Al pari dell'esercito, dal luglio all'ottobre 1918, furono molto attive pure la Marina e l'Aviazione. La notte del 17 luglio due dirigibili della Marina bombardarono le opere militari di Pola e le navi da guerra che si trovavano nel suo porto; all'alba del 17 aeroplani e idrovolanti lanciarono numerose bombe sulle stazioni dei sommergibili e sugli idroscali di Pola, nonché sugli hangars e sulle sistemazioni antiaeree di Lagosta. Il 30 luglio una squadriglia di idrovolanti italiana bombardò per due ore le opere militari di Pola e successivamente altre squadriglie danneggiarono le opere militari e l'ancoraggio di Durazzo; nei giorni a seguire alla stessa sorte furono condannati San Giovanni di Medua e Cattaro. Vennero bombardati i porti nemici della costa albanese, numerosi campi di aviazione a est della Livenza, presso Belluno, in Valsugana ed in Alto Adige. L’Aviazione italiana lanciò inoltre le sue bombe sugli accampamenti nemici oltre il Piave e nei pressi di Dulcigno, sulle stazioni ferroviario di Villacco e di Lienz, sulle opere militari di Primolano, Fucino e dell’altopiano di Asiago, sui cantieri navali di Muggia, sui baraccamenti di Fonzaso, sui depositi della stazione di Sacile e su numerose truppe in marcia.
Dal l° di luglio al 24 ottobre, in combattimenti aerei o per opera delle batterie, furono abbattuti dagli italiani ben 240 velivoli nemici. Nonostante ciò, non si riuscì ad impedire la grande quantità di vittime che l’aviazione austriaca procurò bombardando numerose città italiane situate sia all’interno che lungo tutta la costa adriatica. In particolare: Castellazzo, Clusone, Padova, Roncade, Treviso, Ravenna (Porto Corsini e Fiumi Uniti), Otranto e soprattutto Venezia, che nella seconda metà del settembre 1918 fu presa di mira dagli aerei austriaci in molteplici occasioni.
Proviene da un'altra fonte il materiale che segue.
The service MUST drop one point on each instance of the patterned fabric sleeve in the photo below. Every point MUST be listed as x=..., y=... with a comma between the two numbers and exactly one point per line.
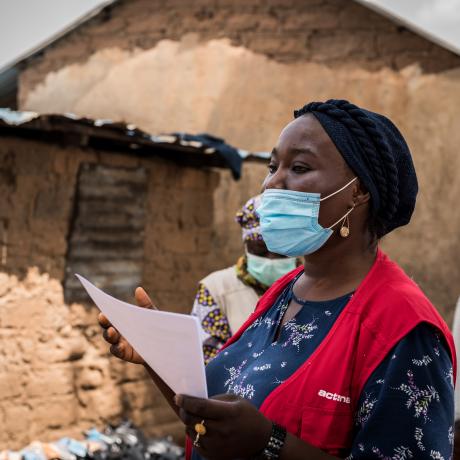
x=214, y=323
x=406, y=409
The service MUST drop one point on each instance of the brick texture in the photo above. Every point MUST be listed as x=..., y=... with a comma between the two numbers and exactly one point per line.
x=52, y=354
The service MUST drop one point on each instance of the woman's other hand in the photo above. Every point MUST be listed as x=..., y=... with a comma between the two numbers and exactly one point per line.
x=234, y=427
x=120, y=347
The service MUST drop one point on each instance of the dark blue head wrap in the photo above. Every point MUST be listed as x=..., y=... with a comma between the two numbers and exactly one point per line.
x=377, y=153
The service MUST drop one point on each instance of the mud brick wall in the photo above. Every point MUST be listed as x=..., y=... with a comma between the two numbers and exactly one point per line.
x=328, y=32
x=56, y=377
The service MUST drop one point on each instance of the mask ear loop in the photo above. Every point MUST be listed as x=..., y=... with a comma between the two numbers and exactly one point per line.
x=344, y=230
x=339, y=190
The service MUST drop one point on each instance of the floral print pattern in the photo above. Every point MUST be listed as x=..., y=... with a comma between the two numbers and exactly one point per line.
x=410, y=391
x=214, y=323
x=406, y=409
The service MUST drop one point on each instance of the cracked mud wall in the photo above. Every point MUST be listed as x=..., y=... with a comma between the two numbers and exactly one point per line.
x=234, y=69
x=56, y=376
x=247, y=98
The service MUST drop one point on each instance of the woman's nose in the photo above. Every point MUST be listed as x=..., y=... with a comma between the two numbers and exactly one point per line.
x=276, y=180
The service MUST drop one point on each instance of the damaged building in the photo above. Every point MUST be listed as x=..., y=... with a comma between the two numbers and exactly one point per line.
x=235, y=69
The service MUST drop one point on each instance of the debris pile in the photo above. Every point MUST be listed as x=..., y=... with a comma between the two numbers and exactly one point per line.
x=123, y=442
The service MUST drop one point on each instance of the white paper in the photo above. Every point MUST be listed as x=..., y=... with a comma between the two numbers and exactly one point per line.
x=170, y=343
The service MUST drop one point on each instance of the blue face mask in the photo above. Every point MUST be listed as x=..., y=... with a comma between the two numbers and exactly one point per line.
x=267, y=271
x=289, y=221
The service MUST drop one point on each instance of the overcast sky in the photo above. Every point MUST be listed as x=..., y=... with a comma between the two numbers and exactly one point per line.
x=26, y=23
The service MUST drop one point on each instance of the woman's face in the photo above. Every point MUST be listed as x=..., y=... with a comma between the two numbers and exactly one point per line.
x=306, y=160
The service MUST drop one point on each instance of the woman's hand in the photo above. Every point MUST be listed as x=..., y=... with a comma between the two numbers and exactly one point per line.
x=120, y=347
x=234, y=427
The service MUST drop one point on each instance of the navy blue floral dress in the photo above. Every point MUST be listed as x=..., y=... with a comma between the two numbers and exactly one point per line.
x=406, y=409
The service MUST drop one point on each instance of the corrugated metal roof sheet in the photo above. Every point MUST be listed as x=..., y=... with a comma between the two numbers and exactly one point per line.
x=69, y=129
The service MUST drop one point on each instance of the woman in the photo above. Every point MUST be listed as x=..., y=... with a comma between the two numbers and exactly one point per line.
x=345, y=356
x=225, y=298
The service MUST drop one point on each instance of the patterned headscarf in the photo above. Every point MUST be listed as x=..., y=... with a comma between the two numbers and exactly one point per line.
x=249, y=220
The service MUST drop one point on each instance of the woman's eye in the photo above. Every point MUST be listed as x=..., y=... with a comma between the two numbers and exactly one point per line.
x=300, y=169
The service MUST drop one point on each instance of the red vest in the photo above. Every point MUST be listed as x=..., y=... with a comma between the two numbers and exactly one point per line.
x=318, y=402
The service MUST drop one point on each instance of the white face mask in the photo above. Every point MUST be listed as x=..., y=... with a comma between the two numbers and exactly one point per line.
x=267, y=271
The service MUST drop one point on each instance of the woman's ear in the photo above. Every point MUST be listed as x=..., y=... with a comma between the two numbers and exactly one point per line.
x=360, y=194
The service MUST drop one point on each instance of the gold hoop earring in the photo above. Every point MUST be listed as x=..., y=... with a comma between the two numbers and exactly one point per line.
x=345, y=228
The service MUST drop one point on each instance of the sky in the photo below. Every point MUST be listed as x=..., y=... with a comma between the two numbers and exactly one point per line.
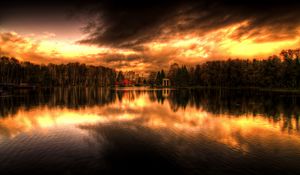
x=147, y=35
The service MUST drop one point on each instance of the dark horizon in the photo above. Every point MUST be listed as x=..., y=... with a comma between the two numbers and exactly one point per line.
x=146, y=35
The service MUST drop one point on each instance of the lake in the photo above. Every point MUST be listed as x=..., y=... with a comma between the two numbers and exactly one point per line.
x=149, y=131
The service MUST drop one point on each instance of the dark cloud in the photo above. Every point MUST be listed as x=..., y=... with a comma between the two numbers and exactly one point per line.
x=131, y=23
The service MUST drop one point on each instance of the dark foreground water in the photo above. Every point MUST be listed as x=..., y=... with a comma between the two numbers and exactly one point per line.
x=142, y=131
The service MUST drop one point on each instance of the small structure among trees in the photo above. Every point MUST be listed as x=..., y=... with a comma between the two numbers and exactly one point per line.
x=166, y=82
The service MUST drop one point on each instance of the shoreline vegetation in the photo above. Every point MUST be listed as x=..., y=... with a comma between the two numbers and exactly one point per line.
x=277, y=73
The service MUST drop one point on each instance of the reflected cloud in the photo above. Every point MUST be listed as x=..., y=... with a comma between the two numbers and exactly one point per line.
x=143, y=108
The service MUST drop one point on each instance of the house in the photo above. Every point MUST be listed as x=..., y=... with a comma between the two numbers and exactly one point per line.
x=125, y=82
x=166, y=82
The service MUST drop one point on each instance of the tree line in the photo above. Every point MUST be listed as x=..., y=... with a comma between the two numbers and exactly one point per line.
x=13, y=71
x=281, y=71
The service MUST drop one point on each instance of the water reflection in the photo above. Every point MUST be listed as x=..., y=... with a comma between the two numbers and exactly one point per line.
x=193, y=131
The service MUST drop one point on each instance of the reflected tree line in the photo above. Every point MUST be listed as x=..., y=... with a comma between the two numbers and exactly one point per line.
x=217, y=101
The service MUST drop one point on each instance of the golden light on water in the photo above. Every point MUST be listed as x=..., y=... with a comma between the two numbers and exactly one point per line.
x=222, y=128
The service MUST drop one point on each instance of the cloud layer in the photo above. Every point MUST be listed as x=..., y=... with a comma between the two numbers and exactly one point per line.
x=152, y=34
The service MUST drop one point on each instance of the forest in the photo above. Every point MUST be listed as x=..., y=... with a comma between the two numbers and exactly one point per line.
x=278, y=71
x=13, y=71
x=281, y=71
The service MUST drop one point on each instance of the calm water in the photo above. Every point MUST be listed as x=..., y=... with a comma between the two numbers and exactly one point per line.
x=144, y=131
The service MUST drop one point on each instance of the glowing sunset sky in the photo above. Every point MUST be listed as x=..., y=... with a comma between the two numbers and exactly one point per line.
x=147, y=35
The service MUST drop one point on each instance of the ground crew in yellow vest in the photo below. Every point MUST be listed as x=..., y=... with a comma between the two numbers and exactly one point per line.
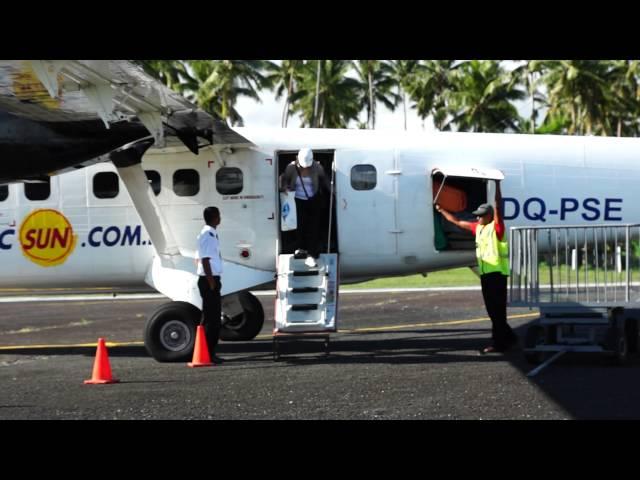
x=492, y=252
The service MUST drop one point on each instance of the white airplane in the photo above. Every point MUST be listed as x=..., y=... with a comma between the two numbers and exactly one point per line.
x=131, y=215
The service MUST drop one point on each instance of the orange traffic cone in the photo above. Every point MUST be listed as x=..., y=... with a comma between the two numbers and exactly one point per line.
x=101, y=367
x=201, y=356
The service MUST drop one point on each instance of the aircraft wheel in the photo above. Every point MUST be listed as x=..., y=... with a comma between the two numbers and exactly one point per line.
x=245, y=324
x=170, y=332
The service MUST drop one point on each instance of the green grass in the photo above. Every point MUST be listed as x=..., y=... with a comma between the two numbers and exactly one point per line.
x=456, y=277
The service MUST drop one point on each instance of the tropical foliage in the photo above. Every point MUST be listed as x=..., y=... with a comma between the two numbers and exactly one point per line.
x=571, y=97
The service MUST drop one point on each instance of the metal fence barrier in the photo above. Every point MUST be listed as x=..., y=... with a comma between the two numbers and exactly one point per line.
x=596, y=265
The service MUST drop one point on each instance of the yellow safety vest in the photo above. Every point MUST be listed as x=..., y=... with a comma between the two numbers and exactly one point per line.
x=493, y=254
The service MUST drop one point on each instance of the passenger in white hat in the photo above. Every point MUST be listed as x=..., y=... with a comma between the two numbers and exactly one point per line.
x=306, y=177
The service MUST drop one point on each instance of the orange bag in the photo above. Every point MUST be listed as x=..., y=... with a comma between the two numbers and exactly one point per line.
x=451, y=198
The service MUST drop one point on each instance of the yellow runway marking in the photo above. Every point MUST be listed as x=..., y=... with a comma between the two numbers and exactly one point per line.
x=73, y=345
x=267, y=337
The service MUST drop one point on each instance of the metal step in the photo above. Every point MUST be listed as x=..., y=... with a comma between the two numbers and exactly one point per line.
x=304, y=306
x=307, y=273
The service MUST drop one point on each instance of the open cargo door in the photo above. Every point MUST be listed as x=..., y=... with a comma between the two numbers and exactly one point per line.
x=460, y=190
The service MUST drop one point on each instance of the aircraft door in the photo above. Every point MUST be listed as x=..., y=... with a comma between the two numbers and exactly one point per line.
x=243, y=186
x=366, y=197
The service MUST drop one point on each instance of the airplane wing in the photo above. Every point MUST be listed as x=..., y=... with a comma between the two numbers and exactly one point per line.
x=58, y=114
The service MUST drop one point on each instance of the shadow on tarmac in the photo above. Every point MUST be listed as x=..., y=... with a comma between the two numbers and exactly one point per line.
x=586, y=386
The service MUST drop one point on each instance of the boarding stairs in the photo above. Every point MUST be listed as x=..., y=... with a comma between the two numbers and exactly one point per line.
x=306, y=299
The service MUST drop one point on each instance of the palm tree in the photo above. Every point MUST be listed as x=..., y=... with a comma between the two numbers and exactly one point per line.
x=579, y=90
x=376, y=78
x=337, y=96
x=625, y=87
x=528, y=74
x=216, y=85
x=481, y=98
x=285, y=78
x=430, y=87
x=402, y=73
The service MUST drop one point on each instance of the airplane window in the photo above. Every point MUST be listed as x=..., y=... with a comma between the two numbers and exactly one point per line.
x=105, y=185
x=38, y=191
x=154, y=181
x=186, y=183
x=229, y=181
x=363, y=177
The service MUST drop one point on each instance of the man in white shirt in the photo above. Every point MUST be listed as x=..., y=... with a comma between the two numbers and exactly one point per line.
x=209, y=271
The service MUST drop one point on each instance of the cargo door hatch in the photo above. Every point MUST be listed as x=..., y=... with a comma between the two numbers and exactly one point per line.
x=460, y=190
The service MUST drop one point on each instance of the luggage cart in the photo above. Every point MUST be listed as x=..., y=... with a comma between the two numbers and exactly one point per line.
x=586, y=282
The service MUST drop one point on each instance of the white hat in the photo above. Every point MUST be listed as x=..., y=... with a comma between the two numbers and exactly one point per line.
x=305, y=157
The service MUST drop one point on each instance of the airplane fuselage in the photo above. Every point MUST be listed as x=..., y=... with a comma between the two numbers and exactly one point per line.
x=88, y=232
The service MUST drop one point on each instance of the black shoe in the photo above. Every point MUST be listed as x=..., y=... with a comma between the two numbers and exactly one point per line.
x=217, y=360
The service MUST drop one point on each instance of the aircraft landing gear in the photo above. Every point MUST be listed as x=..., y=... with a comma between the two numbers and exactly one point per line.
x=242, y=317
x=170, y=331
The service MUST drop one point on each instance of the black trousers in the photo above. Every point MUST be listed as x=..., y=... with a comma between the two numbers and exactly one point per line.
x=308, y=216
x=211, y=310
x=494, y=292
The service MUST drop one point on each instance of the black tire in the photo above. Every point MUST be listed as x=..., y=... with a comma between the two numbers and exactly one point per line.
x=246, y=325
x=170, y=332
x=535, y=336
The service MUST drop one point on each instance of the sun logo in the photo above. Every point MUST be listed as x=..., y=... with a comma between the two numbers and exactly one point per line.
x=46, y=238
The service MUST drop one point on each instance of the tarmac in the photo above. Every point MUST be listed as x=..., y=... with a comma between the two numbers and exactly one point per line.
x=396, y=355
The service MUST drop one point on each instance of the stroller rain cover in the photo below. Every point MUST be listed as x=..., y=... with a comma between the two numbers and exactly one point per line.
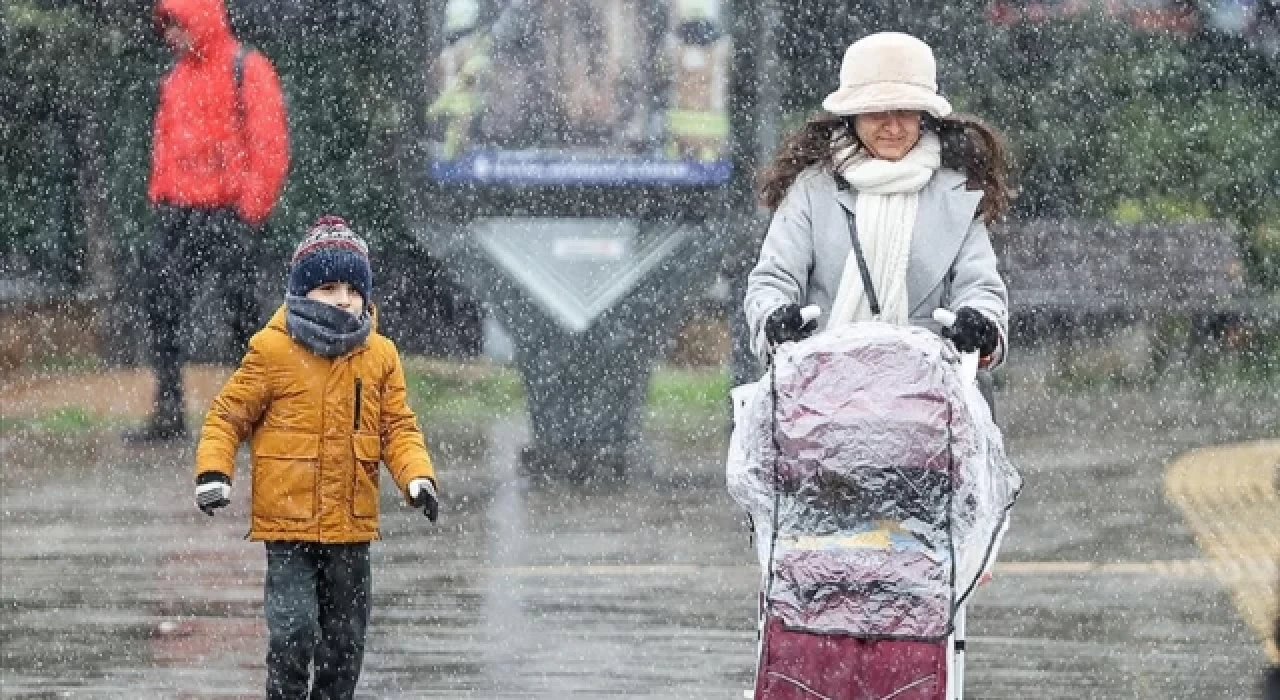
x=876, y=480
Durante questo periodo, fervente di attività in cielo, in mare e in terra, nessuna delle quali però in grado di incidere profondamente sulle sorti del conflitto, prese corpo l'idea del Comando Supremo di creare una testa di ponte al di là del Piave, dal Monte Cesen a Susegana (TV), da cui lanciare nella primavera del 1919 un grande offensiva generale. Le misure di prudenza adottate furono suggerite in particolare da quei componenti del governo timorosi che un'azione troppo energica potesse indebolirel'esercito, mentre altri ministri, come BISSOLATI e SONNINO, al contrario ritenevano indispensabile avviare in breve tempo, ancora entro l'anno e nonostante l'approssimarsi della cattiva stagione, un'offensiva di grande dimensione per piegare definitivamente l'Austria. Ad avallare quest’ultima tesi intervenne anche la sconfitta degli eserciti imperiali su tutti gli altri fronti, ed in particolare dell’esercito tedesco che si apprestava a chiedere l’apertura dei negoziati di pace, facendo perdere agli austroungarici ogni speranza di poter essere aiutati.
L'Italia, a fine settembre–inizio ottobre, scelse in gran segreto la soluzione "immediata", ed il 12 ottobre il Comando Supremo forni le istruzioni necessarie a tutti i reparti affinché il 24 ottobre potesse avere inizio l'ultima battaglia contro l'Austria, ma questo sarà argomento delle successive cronache.